L'autorità ha già avviato la ricognizione per arrivare a
stabilire, entro luglio come previsto dalla manovra dell'estate
scorsa targata Tremonti, "un'elaborazione dei prezzi di
riferimento", in attesa che entrino a regime i costi standard
(che dovrebbero arrivare dal 2013, anche se ancora non sono
state individuate le Regioni benchmark). Nel frattempo
arriveranno queste indicazioni, e, come ha sottolineato Balduzzi
"chi si scosterà pagherà dazio".
Ma sotto la lente dei tecnici non ci sono solo spesa
farmaceutica (che, si fa notare, ormai tutte le Regioni
gestiscono in modo centralizzato) o quella per l'acquisto dei
dispositivi medici, che allo stesso modo in molte Regioni
avvengono ormai con il sistema delle centrali d'acquisto. La
parte più cospicua sotto osservazione riguarda l'acquisto dei
cosiddetti servizi non sanitari (voce che rappresenta circa il
30% della spesa) come pulizie, mense, lavanderie, rifiuti.

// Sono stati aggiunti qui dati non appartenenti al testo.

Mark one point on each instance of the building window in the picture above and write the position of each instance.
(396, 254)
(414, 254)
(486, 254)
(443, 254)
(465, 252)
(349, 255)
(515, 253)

Settori tutti dati in appalto da Asl e ospedali e sui quali
ognuno va sostanzialmente per conto suo.
Nel frattempo, sempre con un occhio alla 'spending review'
potrebbe arrivare anche la riforma dei ticket, dai quali
attualmente è esente un italiano su due. Una "proposta
compiuta" sta per essere presentata, e punterà a sostituire al
sistema dei ticket a franchigia sulla base del reddito, ha
confermato Balduzzi. Ipotesi circolata nelle scorse settimane
dopo la diffusione di uno studio, sempre dell'Agenas, sulla
possibilità di introdurre una soglia al 3 per mille del reddito
lordo, che si tradurrebbe ad esempio in 30 euro l'anno per un
pensionato con 10mila euro di reddito, per arrivare a 300 euro
l'anno per un reddito di 100mila euro. Così, ha spiegato il
ministro, si potrebbe "potenziare l'equità nel campo della
compartecipazione" alla spesa da parte dei cittadini, perché
ciascuno pagherebbe "fino a una certa soglia, modulata sul
reddito" superata la quale il servizio sanitario si farebbe
"carico di tutto".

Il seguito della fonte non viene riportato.